The Sunday NFL Divisional Round games were a showcase for the league’s young guns and graybeards, and while both windows put up big ratings numbers for the networks, it was the senior headliners who drew the biggest crowds.
According to Nielsen live-plus-same-day data, Fox’s presentation of the Tampa Bay-New Orleans showdown averaged 35.5 million viewers and an 18.1 household rating, making it the most-watched TV broadcast since last February’s Super Bowl. In leading the Bucs to a 30-20 win over Drew Brees and the Saints, the 43-year-old Tom Brady not only secured his new squad’s first trip to the NFC Championship game since 2003, but he helped stem the ratings attrition that has dogged the NFL throughout the season.
Linear TV deliveries for the Bucs-Saints broadcast were down 5% versus the year-ago Seahawks-Packers game in 2020, which averaged 37.2 million viewers on Fox. That’s a far gentler rate of change than the 22% declines sustained during Wild Card weekend, and a bit of an improvement from the NFL’s 7% regular-season drop.
When Fox’s streaming and Spanish-language simulcast deliveries are tossed in with the flagship broadcast, the Brady-Brees scrap averaged 36.4 million viewers. This now stands as the smallest turnout for the late Sunday Divisional Round window since the Saints and Vikings averaged 35.6 million viewers on Fox back in 2018.
If the evening NFC game could easily have been branded the Centrum Silver Bowl, given the age of the two quarterbacks—at 42, Brees is the league’s second-oldest player behind Brady—the early AFC contest was the Flintstones Chewable version. The battle between Patrick Mahomes’s Kansas City Chiefs and an upstart Cleveland Browns team led by Baker Mayfield averaged 34.3 million viewers and an 18.3 rating on CBS, down 3% compared to the year-ago Texans-Chiefs broadcast (35.3 million), but up 17% versus the analogous Chargers-Patriots window in 2019 (29.2 million).
Both Mahomes and Mayfield are 25 years old. Despite thriving in the less-wrinkly end of the 18-49 demo, the younger QBs weren’t able to draw more members of the advertiser-coveted cohort than did their Canton-bound elders. Per Nielsen, Fox’s Bucs-Saints broadcast averaged 12.8 million members of the dollar demo, good for a 9.9 rating, while CBS’s Browns-Chiefs production drew 11.4 million adults 18-49, or an 8.8 rating. By way of comparison, the broadcast entertainment series are currently averaging around 840,000 viewers in the all-important sales demo.
All told, the Sunday NFL games were down 4% from their 2020 counterparts, a reassuring result in light of the overall declines the Big Four nets are experiencing in the current broadcast season. Since the current campaign kicked off on Sept. 21, broadcast deliveries are down 19%, which represents a net year-over-year loss of 4.1 million viewers per night.

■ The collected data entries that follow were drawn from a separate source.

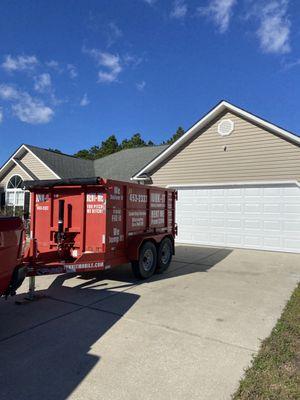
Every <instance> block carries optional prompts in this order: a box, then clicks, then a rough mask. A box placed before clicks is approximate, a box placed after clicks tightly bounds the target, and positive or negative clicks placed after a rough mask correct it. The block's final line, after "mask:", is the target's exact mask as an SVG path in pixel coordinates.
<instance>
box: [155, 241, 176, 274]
mask: <svg viewBox="0 0 300 400" xmlns="http://www.w3.org/2000/svg"><path fill="white" fill-rule="evenodd" d="M172 257H173V243H172V241H171V239H170V238H168V237H167V238H164V239H163V240H162V241H161V242H160V244H159V247H158V252H157V266H156V271H155V272H156V273H158V274H162V273H163V272H165V271H166V270H167V269H168V268H169V265H170V264H171V261H172Z"/></svg>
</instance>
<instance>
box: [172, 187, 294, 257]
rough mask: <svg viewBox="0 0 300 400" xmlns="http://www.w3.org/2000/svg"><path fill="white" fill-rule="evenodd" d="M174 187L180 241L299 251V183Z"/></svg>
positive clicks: (283, 250)
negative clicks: (176, 196)
mask: <svg viewBox="0 0 300 400" xmlns="http://www.w3.org/2000/svg"><path fill="white" fill-rule="evenodd" d="M177 190H178V201H177V206H176V210H177V215H176V220H177V223H178V239H177V241H178V242H179V243H190V244H204V245H213V246H225V247H226V246H228V247H244V248H253V249H264V250H277V251H288V252H297V253H299V252H300V188H299V187H298V186H297V185H268V186H224V187H213V188H211V187H205V188H202V187H201V188H200V187H191V188H177Z"/></svg>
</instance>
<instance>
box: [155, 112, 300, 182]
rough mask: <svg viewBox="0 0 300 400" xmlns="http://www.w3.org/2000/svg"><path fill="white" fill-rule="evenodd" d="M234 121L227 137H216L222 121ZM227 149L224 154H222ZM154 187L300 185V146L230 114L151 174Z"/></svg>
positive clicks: (253, 124) (217, 120) (210, 126)
mask: <svg viewBox="0 0 300 400" xmlns="http://www.w3.org/2000/svg"><path fill="white" fill-rule="evenodd" d="M225 118H230V119H231V120H233V121H234V123H235V127H234V131H233V132H232V133H231V135H229V136H225V137H222V136H220V135H219V134H218V131H217V125H218V122H219V121H220V120H221V119H225ZM224 146H226V151H224ZM151 177H152V181H153V184H154V185H158V186H166V185H170V184H185V185H186V184H197V183H199V184H202V183H204V184H205V183H226V182H242V181H247V182H248V181H275V180H276V181H281V180H297V181H299V182H300V147H299V146H297V145H295V144H293V143H290V142H288V141H287V140H285V139H282V138H280V137H278V136H275V135H274V134H273V133H270V132H268V131H267V130H265V129H263V128H261V127H258V126H256V125H254V124H252V123H250V122H249V121H247V120H245V119H242V118H241V117H238V116H236V115H234V114H232V113H229V112H227V113H225V115H223V116H221V117H220V118H218V119H217V120H216V121H215V122H214V123H213V124H212V125H211V126H210V127H208V128H207V129H206V130H204V132H203V133H202V134H200V135H198V136H197V137H196V138H195V139H194V140H193V141H192V142H190V143H189V144H188V145H186V147H184V148H183V149H180V151H178V152H177V154H176V155H175V156H173V157H172V158H170V159H169V160H168V161H166V162H164V163H163V165H161V166H160V167H159V168H157V170H156V171H154V172H153V173H152V175H151Z"/></svg>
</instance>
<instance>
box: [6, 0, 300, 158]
mask: <svg viewBox="0 0 300 400" xmlns="http://www.w3.org/2000/svg"><path fill="white" fill-rule="evenodd" d="M0 37H1V42H0V134H1V142H2V145H1V146H0V162H1V163H2V162H4V161H5V160H6V159H7V158H8V157H9V156H10V154H11V153H12V152H13V151H14V150H15V149H16V148H17V147H18V146H19V145H20V144H21V143H29V144H34V145H37V146H41V147H46V148H47V147H55V148H59V149H61V150H62V151H64V152H66V153H74V152H75V151H77V150H79V149H82V148H87V147H90V146H92V145H94V144H97V143H100V142H101V141H102V140H104V139H105V138H106V137H107V136H108V135H110V134H113V133H114V134H116V136H117V137H118V138H119V139H123V138H125V137H130V136H131V135H132V134H134V133H136V132H140V133H141V134H142V136H143V137H144V138H145V139H147V140H150V139H151V140H153V141H154V142H160V141H162V140H165V139H167V138H169V137H170V136H171V135H172V134H173V133H174V131H175V130H176V128H177V127H178V126H179V125H182V126H183V127H184V128H185V129H187V128H189V127H190V126H191V125H192V124H193V123H194V122H196V121H197V120H198V119H199V118H200V117H201V116H202V115H203V114H205V113H206V112H207V111H208V110H209V109H210V108H212V107H213V106H214V105H215V104H216V103H218V102H219V101H220V100H221V99H226V100H228V101H230V102H233V103H234V104H235V105H237V106H240V107H242V108H245V109H247V110H249V111H251V112H253V113H255V114H257V115H259V116H261V117H263V118H266V119H268V120H270V121H271V122H273V123H275V124H278V125H280V126H282V127H284V128H286V129H288V130H290V131H292V132H295V133H298V134H299V133H300V127H299V122H300V90H299V89H300V3H299V1H297V0H294V1H293V0H175V1H174V0H170V1H169V0H65V1H61V0H60V1H56V0H51V1H46V0H45V1H42V0H40V1H36V0H30V1H29V0H23V1H11V0H2V1H1V5H0Z"/></svg>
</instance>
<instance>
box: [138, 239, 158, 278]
mask: <svg viewBox="0 0 300 400" xmlns="http://www.w3.org/2000/svg"><path fill="white" fill-rule="evenodd" d="M156 260H157V251H156V247H155V245H154V244H153V243H152V242H145V243H144V244H143V245H142V247H141V249H140V255H139V259H138V260H137V261H133V262H132V271H133V274H134V276H135V277H136V278H138V279H147V278H150V276H152V275H153V273H154V271H155V268H156Z"/></svg>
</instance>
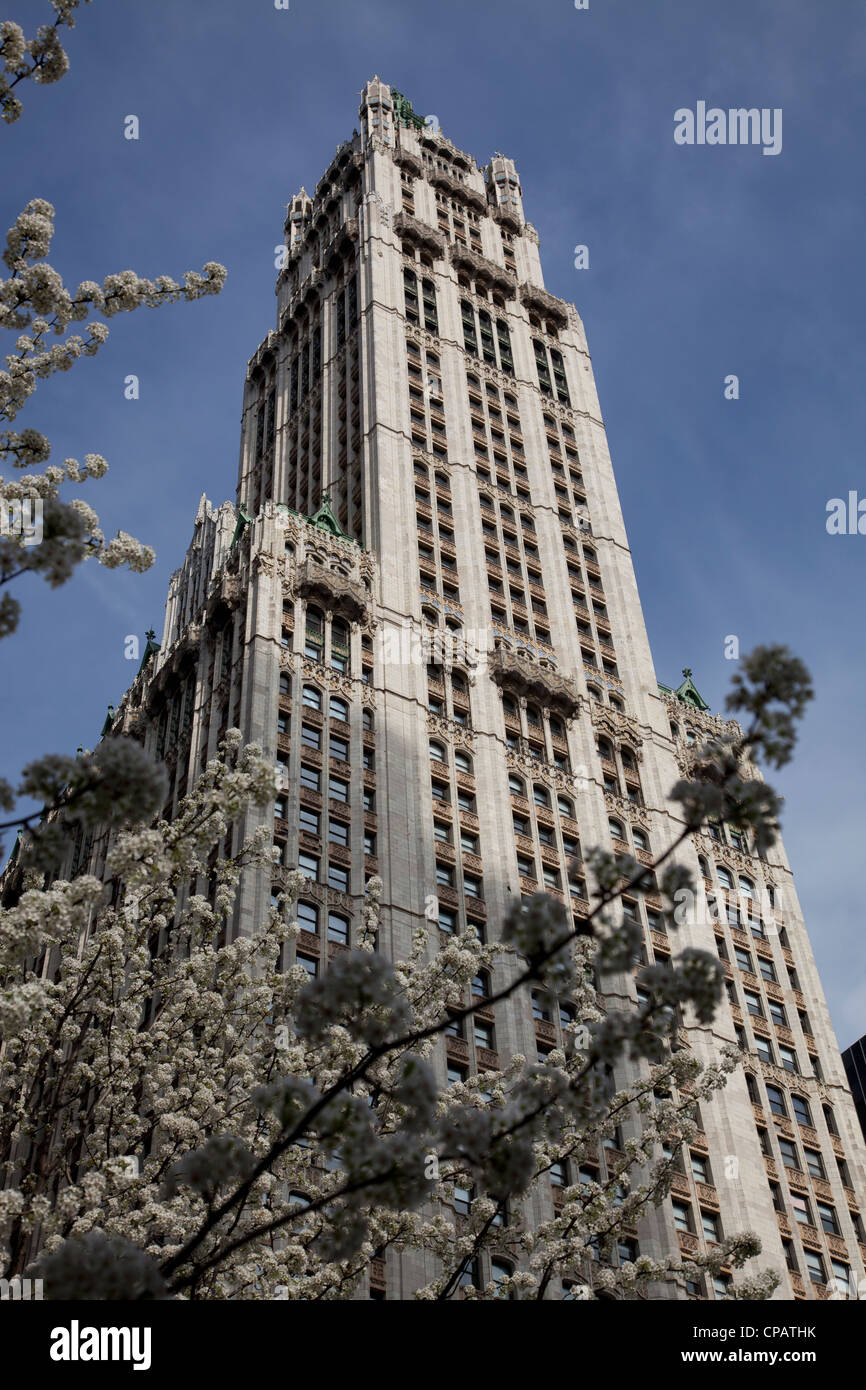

Saturday’s doubleheader averaged 26.4 million viewers, down 10% from the year-ago 29.3 million. Fox’s coverage of the Packers’ 32-18 win over the Rams averaged 26.5 million viewers—27.2 million, with streaming and Fox Deportes impressions—while NBC’s primetime Ravens-Bills game averaged 26.2 million viewers and a 13.7 rating.
All told, the TV audience for this year’s Divisional Round averaged out to 30.6 million viewers, down 7% from last season’s 32.8 million. The weekend numbers are most comparable to the 30.2 million viewers who took in the 2018 Divisional Round broadcasts; as it happens, that same year saw the NFL sustain an 8% ratings decline during the regular season.